第十章 关于元以及元的一切
第十章 关于元以及元的一切

长安向北,是连绵不绝的横岭山脉,自南向北有三道关,分别是拥都、封峪和虎牢。

出虎牢关,也就走出了横岭山脉,山脉前一条自西向东的大河,名为庐水,跨过庐水,也就进入了真正意义上的帝国北方平原。

杨歌他们赶着牛车,走的很慢,足足花了三个月才穿过三关,走出横岭。

这三个月里,洛忘雪天天黏着季狂澜,疯了般地跟着他学习元技术。

洛忘雪第一次获准在夜深人静的时候跟着杨歌一起观造船时,她的世界观都崩塌了。

小姑娘望着悬停在半空的小船,又哭又笑,涕泗横流,啊啊大叫,就跟傻了似的,把季狂澜和杨歌都吓的不轻。

这三个月里,杨歌凭着控师父的酒,每晚都能观造船——可他真正的心思却并不在元技术上。

他想证道。

也许是杨门一脉骨子里尚武的血脉刺激,也许是因为三个月前在拥都关客栈里亲眼目睹了白轩人御剑的英姿——总之,少年认真的心不安静地沸腾了起来。

他想证道。

特别是平日里和同行的太上长谈,更加坚定了他的证道之心。

太上告诉他,证道之后,可成宗师,宗师吞元,或可平川、或可填海、或能逐日。

那还是人吗?

可每当杨歌听的两眼放光,心动不已之时,太上却总会伸出修长的手,笑着摸摸他的脑袋,告诉他说:“证道的确强大,但却不是这个世界上最强大的事物。
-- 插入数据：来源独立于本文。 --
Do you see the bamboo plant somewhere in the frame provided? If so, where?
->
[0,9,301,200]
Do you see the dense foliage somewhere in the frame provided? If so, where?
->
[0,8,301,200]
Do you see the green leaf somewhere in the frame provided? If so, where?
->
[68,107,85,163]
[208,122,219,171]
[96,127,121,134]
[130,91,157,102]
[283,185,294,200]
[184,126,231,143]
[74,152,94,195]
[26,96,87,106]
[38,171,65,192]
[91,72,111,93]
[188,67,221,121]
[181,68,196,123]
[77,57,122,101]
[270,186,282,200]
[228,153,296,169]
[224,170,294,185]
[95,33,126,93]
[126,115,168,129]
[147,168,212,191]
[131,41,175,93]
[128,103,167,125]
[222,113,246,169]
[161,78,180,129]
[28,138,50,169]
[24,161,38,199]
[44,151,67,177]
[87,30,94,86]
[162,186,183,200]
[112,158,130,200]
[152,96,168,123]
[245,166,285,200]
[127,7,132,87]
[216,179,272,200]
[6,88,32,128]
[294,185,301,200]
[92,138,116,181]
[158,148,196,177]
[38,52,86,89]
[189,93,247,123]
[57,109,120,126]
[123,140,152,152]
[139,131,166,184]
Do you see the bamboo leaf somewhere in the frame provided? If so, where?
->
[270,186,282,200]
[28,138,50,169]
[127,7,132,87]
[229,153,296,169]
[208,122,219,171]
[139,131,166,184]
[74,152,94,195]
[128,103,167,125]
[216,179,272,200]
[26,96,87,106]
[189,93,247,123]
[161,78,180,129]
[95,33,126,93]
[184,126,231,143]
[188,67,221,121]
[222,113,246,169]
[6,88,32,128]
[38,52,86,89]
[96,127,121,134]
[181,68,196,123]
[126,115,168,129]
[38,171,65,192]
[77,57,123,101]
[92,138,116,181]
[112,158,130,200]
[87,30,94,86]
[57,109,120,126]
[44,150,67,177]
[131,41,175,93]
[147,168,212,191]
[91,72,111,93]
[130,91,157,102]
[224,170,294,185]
”

“什么?难道还有什么比证道更强大吗?”少年吃惊地瞪大了眼睛。

太上就会望向正躺在牛车上痛饮村酒的季狂澜,点头说道:“不错,你要记住,证道者,可以改变自己。当然,这对人来说,已是登峰造极。但你师父的研究,却可以改变这个世界。”

证道者,可以改变自己,这对人来说,已是登峰造极。

这是杨歌记住的君一剑的第二句话。

改天地易,改自身难。

少年听的似懂非懂。

太上微微一笑,告诉他说:“不要有杂念,好好跟着你师父学。”

杨歌很认真地点点头。

他跟了季狂澜三年有余,早已把师父怀里的那本破旧的《元论》给背的滚瓜烂熟,他熟悉地元、海元甚至天元每项属性、每种用途、每类开采方法、吸收原理甚至很多不能摆到台面上来说的秘辛。
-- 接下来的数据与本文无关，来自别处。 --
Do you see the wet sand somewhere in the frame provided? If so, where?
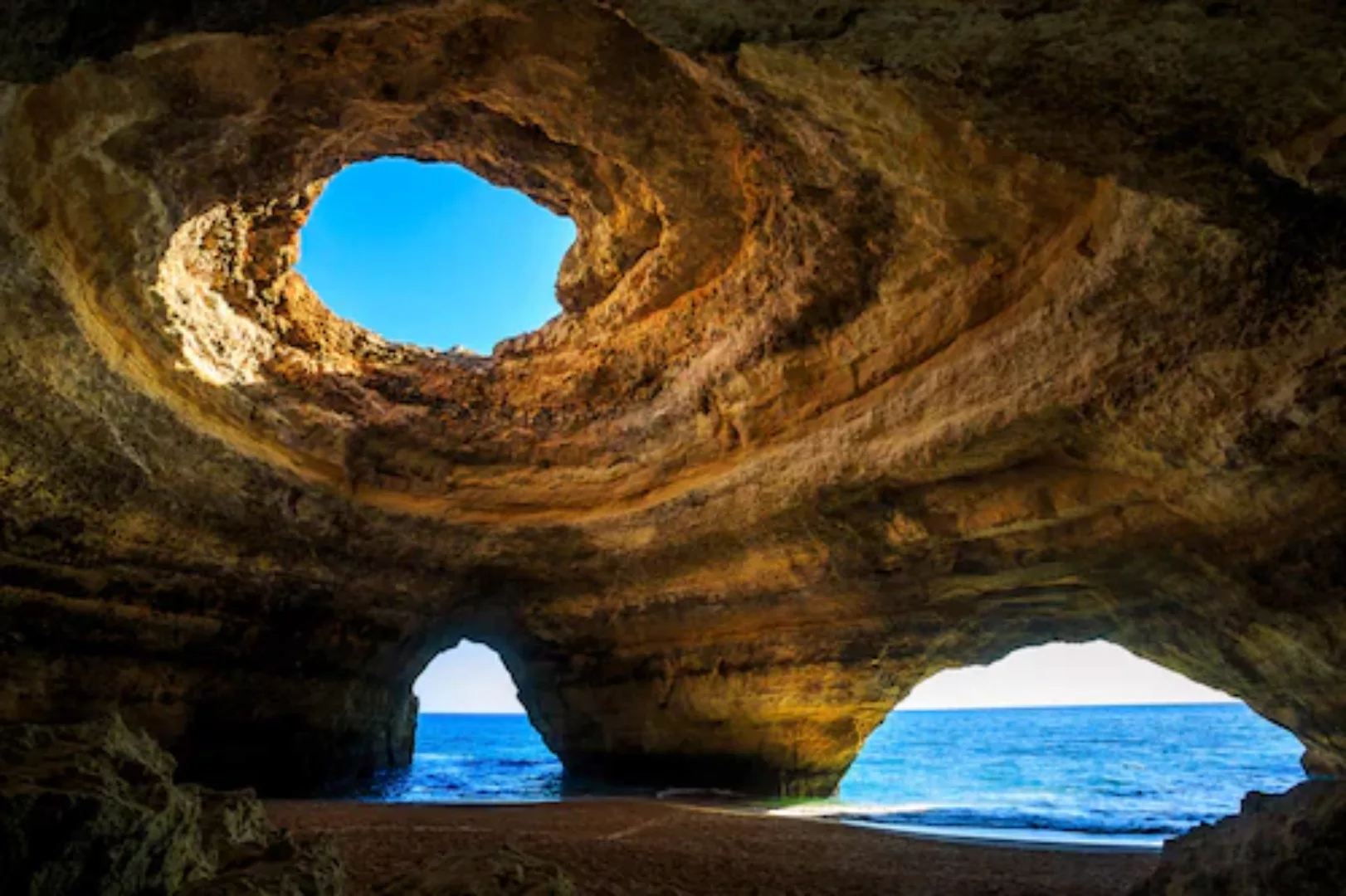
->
[266,799,1158,896]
比如他知道帝国历史上的十大惨案里有七大惨案都是因为地元或海元而起。

剩下那三桩案子,是政治案件,比如最近的那桩,发生在十三年前的深夜。而帝国民众也只知道帝国历史上有着三大惨案。

他们根本不知道、没听过还有什么其它七桩案子。

比如稍微靠近现在的是在二十五年前,帝国第二十六任皇帝,君问武的父亲天平帝还在位时发生的。那时,帝国在东海上有一座岛。

这座岛叫尖阁列岛。

尖阁列岛不仅能钓鱼,尖阁列岛的周围的海底储藏着巨量的海元。

因此,尖阁列岛成为了天央帝国在东海上的一大海元开采基地。

在帝国开发尖阁列岛之前,尖阁列岛上有原住民,他们称自己为扶桑人,在帝国的开采队伍抵达尖阁列岛之前,扶桑人生活在这里,但他们的社会形态还非常落后,没有证道者,虽然知道海元是什么,却压根不知道该怎么开采,也不知道该怎么用。
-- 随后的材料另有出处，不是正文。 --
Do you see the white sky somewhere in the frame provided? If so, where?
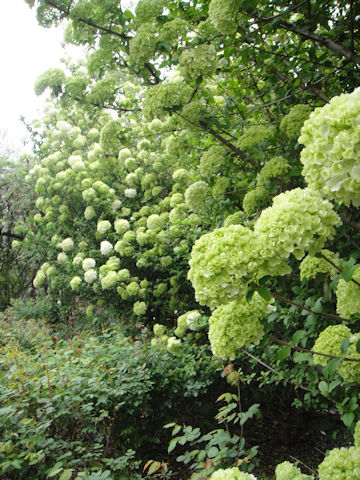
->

在发现这群扶桑人后,天平帝本着不兴战事,安息养民的基本国策,往尖阁列岛输送了打量的人才与建设队伍。

人才,是去教导扶桑人如何开采、储存海元,并利用海元来发家致富的。

建设队伍,是去建造开采基地,以及一系列基础建筑的,比如店铺、医院甚至学校。

天平帝希望扶桑人在帝国的教导下能够脱贫致富,并为帝国开采海元,据说他甚至已经拟好了圣旨,准备与扶桑建立非常良好的贸易往来与劳务关系。

扶桑人确实很开心,他们没有想到脚底下竟然踩着金山,自己却不知道。

于是他们从天央人手中学会了所应学会的一切。

然后他们开始采集海元,但不是为帝国采集,而是为他们自己。

他们赶跑了帝国派遣到尖阁列岛的所有队伍,霸占了帝国为他们建好的所有设施,因为基本国策,以及扶桑人先前无比热情的伪善,天平帝并未派遣特别多的军队随支援队伍上岛。所以扶桑人突然的翻脸不认人让岛上的天央人有些发懵。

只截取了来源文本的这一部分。